Exploring fine-scale urban landscapes using satellite data to predict the distribution of Aedes mosquito breeding sites

Background: The spread of mosquito-transmitted diseases such as dengue is a major public health issue worldwide. The Aedes aegypti mosquito, a primary vector for dengue, thrives in urban environments and breeds mainly in artificial or natural water containers. While the relationship between urban landscapes and potential breeding sites remains poorly understood, such a knowledge could help mitigate the risks associated with these diseases.
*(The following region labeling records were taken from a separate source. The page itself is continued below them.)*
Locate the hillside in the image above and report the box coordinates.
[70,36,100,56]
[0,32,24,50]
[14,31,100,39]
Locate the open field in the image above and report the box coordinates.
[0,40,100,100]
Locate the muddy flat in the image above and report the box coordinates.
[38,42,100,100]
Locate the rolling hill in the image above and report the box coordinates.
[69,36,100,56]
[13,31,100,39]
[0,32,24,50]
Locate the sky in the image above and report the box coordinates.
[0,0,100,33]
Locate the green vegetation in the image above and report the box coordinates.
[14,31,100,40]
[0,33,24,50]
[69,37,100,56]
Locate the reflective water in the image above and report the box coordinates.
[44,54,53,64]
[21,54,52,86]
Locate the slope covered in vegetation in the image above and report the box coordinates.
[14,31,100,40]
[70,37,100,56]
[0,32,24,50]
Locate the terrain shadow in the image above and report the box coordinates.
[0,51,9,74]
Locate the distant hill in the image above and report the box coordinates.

This study aimed to analyze the relationships between urban landscape characteristics and potential breeding site abundance and type in cities of French Guiana (South America), and to evaluate the potential of such variables to be used in predictive models. Methods: We use Multifactorial Analysis to explore the relationship between urban landscape characteristics derived from very high resolution satellite imagery, and potential breeding sites recorded from in-situ surveys. We then applied Random Forest models with different sets of urban variables to predict the number of potential breeding sites where entomological data are not available. Results: Landscape analyses applied to satellite images showed that urban types can be clearly identified using texture indices. The Multiple Factor Analysis helped identify variables related to the distribution of potential breeding sites, such as buildings class area, landscape shape index, building number, and the first component of texture indices. Models predicting the number of potential breeding sites using the entire dataset provided an R² of 0.90, possibly influenced by overfitting, but allowing the prediction over all the study sites. Predictions of potential breeding sites varied highly depending on their type, with better results on breeding sites types commonly found in urban landscapes, such as containers of less than 200 L, large volumes and barrels. The study also outlined the limitation offered by the entomological data, whose sampling was not specifically designed for this study. Model outputs could be used as input to a mosquito dynamics model when no accurate field data are available. Conclusion: This study offers a first use of routinely collected data on potential breeding sites in a research study. It highlights the potential benefits of including satellite-based characterizations of the urban environment to improve vector control strategies.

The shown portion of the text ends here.